SENJA

SENJA
Tragedi


__ADS_3

Aryo panik saat mendengar kondisi Ina yang buruk. Dia tak peduli lagi anak siapa yang dikandungnya, namun hati kecilnya yakin kalau itu adalah buah cintanya dengan Ina. Dia yakin kalau wanita yang sudah lama mengisi hatinya itu adalah wanita yang baik.


Hingga saat Aryo tiba di rumah sakit bersama kedua orang tuanya, Pak Sam adalah orang pertama di carinya. Dia berlutut mohon ampun, namun Pak Sam sama sekali tak bereaksi.


"Pak saya yakin ini semua hanya salah paham. Saya mohon Bapak bersedia memberi kesempatan pada Aryo untuk menebus kesalahannya." Pak Yadi mencoba berbicara pada Pak Sam, namun hasilnya sama. Pak Sam sama sekali tak bersuara. Atma nampak menenangkan Ibunya yang tak berhenti menangis, sementara Anton yang sudah memasuki bangku kuliah belum di kabari perihal kondisi Kakaknya.


Dua keluarga sama-sama kalut menunggu Ina yang tengah menjalani operasi darurat.


Hingga akhirnya pintu operasi terbuka di susul dengan petugas yang mendorong brangkar yang sudah berselimutkan kain putih. Semua syok. Ibu Ami langsung pingsan seketika. Atma yang di sampingnya tak lagi mampu membendung air matanya. Dia memeluk tubuh Ibunya dengan berderai air mata. Pak Sam yang sebenarnya juga begitu terpukul mengumpulkan seluruh tenaganya untuk mendekati sang putri. Di bukanya kain itu dan di tatapnya wajah damai Ina.


"Ayah ikhlas Nak. Semoga kamu tenang di alam sana," usai membisikkan kalimat itu. Pak Sam bersama petugas bersama-sama mengantarkan jenazah Ina untuk di proses sebagaimana mestinya.

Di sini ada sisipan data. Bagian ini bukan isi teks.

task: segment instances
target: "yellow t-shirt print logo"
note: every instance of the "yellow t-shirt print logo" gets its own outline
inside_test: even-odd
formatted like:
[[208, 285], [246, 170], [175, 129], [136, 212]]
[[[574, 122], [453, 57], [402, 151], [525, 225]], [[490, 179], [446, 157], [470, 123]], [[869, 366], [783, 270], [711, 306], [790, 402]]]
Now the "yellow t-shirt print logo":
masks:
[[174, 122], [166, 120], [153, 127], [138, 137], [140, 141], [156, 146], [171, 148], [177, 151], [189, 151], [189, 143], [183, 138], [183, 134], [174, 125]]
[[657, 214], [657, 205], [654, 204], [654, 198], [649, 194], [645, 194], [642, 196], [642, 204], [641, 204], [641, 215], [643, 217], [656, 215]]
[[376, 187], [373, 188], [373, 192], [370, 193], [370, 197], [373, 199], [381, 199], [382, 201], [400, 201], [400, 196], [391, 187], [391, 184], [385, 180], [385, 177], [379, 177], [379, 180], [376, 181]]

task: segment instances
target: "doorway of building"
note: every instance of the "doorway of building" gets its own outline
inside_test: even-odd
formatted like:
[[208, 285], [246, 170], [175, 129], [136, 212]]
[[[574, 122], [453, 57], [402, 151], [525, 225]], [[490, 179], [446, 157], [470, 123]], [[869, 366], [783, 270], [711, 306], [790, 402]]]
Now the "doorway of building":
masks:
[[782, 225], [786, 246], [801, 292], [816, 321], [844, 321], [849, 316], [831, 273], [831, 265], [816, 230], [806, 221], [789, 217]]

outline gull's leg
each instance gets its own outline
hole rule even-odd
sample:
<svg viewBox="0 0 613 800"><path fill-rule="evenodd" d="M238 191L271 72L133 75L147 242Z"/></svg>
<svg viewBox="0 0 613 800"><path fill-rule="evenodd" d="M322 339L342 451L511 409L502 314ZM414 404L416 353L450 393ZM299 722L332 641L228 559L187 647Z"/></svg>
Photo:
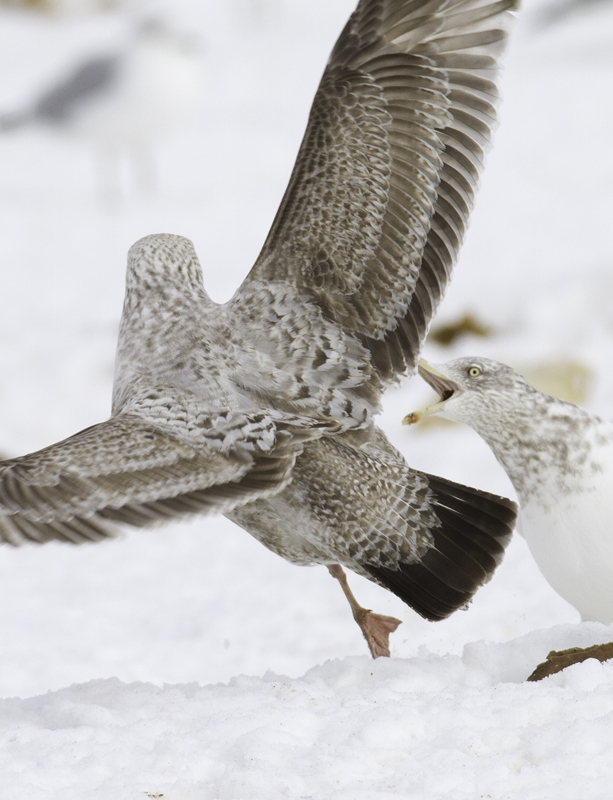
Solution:
<svg viewBox="0 0 613 800"><path fill-rule="evenodd" d="M384 617L381 614L374 614L367 608L362 608L353 596L353 592L347 583L345 570L340 564L328 566L328 571L333 578L336 578L341 585L341 589L345 592L345 597L349 601L351 611L353 612L353 618L364 634L372 657L380 658L381 656L387 656L389 658L390 633L396 630L401 621L395 617Z"/></svg>
<svg viewBox="0 0 613 800"><path fill-rule="evenodd" d="M141 143L132 148L130 156L136 190L142 197L153 199L157 195L158 176L152 148Z"/></svg>
<svg viewBox="0 0 613 800"><path fill-rule="evenodd" d="M121 153L112 144L98 151L98 202L105 211L117 211L123 202Z"/></svg>

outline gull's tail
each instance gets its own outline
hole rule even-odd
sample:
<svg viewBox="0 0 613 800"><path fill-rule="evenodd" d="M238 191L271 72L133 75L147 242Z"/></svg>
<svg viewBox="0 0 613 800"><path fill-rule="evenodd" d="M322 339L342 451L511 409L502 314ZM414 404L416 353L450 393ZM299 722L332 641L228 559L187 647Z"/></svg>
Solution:
<svg viewBox="0 0 613 800"><path fill-rule="evenodd" d="M502 561L515 520L511 500L435 475L428 482L430 545L418 559L401 559L394 568L362 563L377 582L426 619L445 619L471 600Z"/></svg>

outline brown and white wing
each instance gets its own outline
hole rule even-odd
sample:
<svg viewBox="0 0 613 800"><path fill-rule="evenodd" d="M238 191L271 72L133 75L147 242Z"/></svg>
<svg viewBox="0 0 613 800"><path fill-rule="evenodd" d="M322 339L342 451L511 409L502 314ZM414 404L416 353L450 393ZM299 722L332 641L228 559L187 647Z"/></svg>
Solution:
<svg viewBox="0 0 613 800"><path fill-rule="evenodd" d="M299 452L292 437L264 415L225 417L186 435L122 413L0 463L0 541L97 541L113 523L146 527L279 491Z"/></svg>
<svg viewBox="0 0 613 800"><path fill-rule="evenodd" d="M415 367L449 280L516 4L361 0L243 284L292 283L369 348L384 380Z"/></svg>

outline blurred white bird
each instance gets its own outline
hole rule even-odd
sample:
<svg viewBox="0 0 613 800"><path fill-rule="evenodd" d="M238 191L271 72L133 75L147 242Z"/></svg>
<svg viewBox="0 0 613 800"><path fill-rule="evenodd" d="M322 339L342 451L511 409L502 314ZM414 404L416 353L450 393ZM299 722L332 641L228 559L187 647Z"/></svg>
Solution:
<svg viewBox="0 0 613 800"><path fill-rule="evenodd" d="M48 125L92 141L100 154L102 197L120 195L122 153L135 183L155 189L152 146L195 106L200 61L195 42L155 20L142 23L123 50L92 57L23 110L0 115L0 131Z"/></svg>

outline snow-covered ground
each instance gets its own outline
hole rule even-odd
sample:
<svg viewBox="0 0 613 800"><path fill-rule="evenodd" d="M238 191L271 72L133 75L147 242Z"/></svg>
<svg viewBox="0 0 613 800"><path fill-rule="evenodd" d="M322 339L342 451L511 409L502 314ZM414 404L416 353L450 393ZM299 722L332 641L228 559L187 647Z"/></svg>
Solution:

Aryo tak mampu menopang tubuhnya. Tak lama setelah jasad Ina keluar, di susul jasad bayi yang Aryo yakini itu adalah anaknya. Dia bangkit untuk menatap wajah bayi yang juga telah tak bernyawa itu bersama kedua orang tuanya. Pak Yadi menitikkan air mata begitu juga dengan Bu Yadi yang sudah sejak tadi pecah tangisnya. Aryo meraih jasad tak bernyawa itu dan memeluknya.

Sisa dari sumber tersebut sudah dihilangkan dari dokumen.